Only single blocks planned for three new public housing estates in Hong Kong
Approval to build single-block estates seen as desperate move by city’s government as it struggles to find enough land to meet targets
The Hong Kong Housing Authority has endorsed plans to build three new public housing estates in the New Territories – all single-block buildings on small plots of land.
The decision is seen as a desperate move from the government as it tries to find enough land to meet its building targets, a housing expert said.
The three public housing estates will yield about 2,320 units in total in single-block buildings in Tuen Mun, Lai King and Kwai Chung, the authority’s strategic planning committee member Stanley Wong Yuen-fai said.
“[The three sites are unique in that] they are all single-block housing estates,” Wong said.
“Due to the fact that land is very difficult to come by, the Housing Authority is actually maximising every single site even though they will not be very economical in terms of the number of flats being produced,” he added.
The majority of Hong Kong’s 173 public housing estates are in a cluster of multiple blocks, with only around dozen or so being single blocks.
The three new projects are part of the government’s 10-year long-term housing strategy to build 280,000 public rental flats by 2026.

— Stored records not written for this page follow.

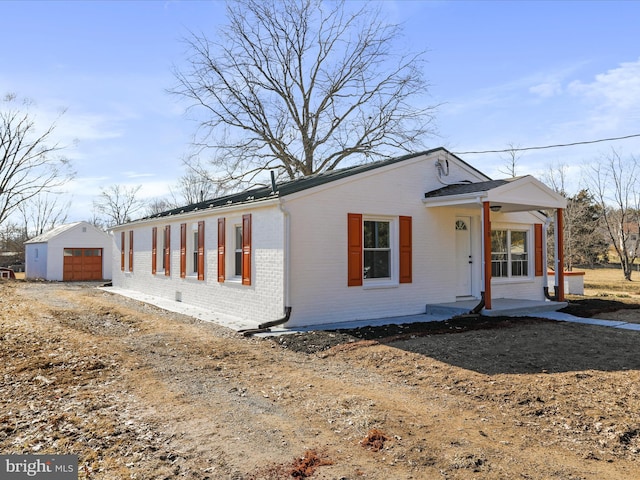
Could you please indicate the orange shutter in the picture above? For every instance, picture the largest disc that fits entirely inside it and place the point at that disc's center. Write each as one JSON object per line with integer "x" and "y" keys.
{"x": 131, "y": 250}
{"x": 183, "y": 250}
{"x": 221, "y": 234}
{"x": 167, "y": 250}
{"x": 354, "y": 253}
{"x": 537, "y": 230}
{"x": 201, "y": 250}
{"x": 154, "y": 249}
{"x": 405, "y": 241}
{"x": 122, "y": 247}
{"x": 246, "y": 249}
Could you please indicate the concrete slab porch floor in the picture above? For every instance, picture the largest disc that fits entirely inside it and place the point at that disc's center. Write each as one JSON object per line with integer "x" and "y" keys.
{"x": 510, "y": 308}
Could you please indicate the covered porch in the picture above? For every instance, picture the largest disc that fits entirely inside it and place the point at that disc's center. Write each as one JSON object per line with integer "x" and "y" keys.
{"x": 494, "y": 200}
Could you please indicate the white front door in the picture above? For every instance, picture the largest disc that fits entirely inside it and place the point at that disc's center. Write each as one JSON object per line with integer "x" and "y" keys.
{"x": 463, "y": 256}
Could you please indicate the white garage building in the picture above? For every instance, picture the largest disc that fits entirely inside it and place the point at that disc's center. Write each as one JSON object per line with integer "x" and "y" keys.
{"x": 72, "y": 252}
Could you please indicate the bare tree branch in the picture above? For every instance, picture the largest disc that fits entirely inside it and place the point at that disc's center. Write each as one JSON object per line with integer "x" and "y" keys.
{"x": 302, "y": 85}
{"x": 118, "y": 204}
{"x": 614, "y": 183}
{"x": 29, "y": 163}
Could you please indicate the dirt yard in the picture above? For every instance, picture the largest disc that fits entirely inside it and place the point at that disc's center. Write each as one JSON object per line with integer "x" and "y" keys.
{"x": 140, "y": 393}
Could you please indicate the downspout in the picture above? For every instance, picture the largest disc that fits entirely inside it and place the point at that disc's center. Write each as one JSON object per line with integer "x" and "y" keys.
{"x": 560, "y": 257}
{"x": 265, "y": 327}
{"x": 486, "y": 244}
{"x": 545, "y": 256}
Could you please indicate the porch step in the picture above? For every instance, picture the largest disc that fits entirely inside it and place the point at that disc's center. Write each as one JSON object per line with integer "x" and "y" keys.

The authorities are struggling to meet its building targets as it already admitted last year that it would fall short by 25,000 units then.
Lawrence Poon Wing-cheung, a senior lecturer of the Division of Building Science and Technology at the City University of Hong Kong, said he believed the city’s housing shortage has pushed the government to “think outside the box”.
“Previously, the government would not have considered small plots of land because they are not cost-effective for public housing, but now, given that its priority is to find enough land to meet its building targets, they [have ditched that] former mindset,” Poon said.
He said that even though the plots of land are small, the key concern would be whether the area is well-connected to wet markets, shopping malls and transport to serve the community.
Wong of the Housing Authority said that the Town Planning Board had already approved plans to build beyond the area’s maximum plot ratio of five in order to fully utilise each site.
Each site’s development density was raised by 20 per cent, or up to a plot ratio of six, so it could accommodate more people, he said.
Wong also highlighted that the average construction cost of each unit would be much higher than a multi-block estate, given the fixed construction costs and the relatively low number of flats per project this time.
The three public housing estates are estimated to be completed between 2021 and 2023.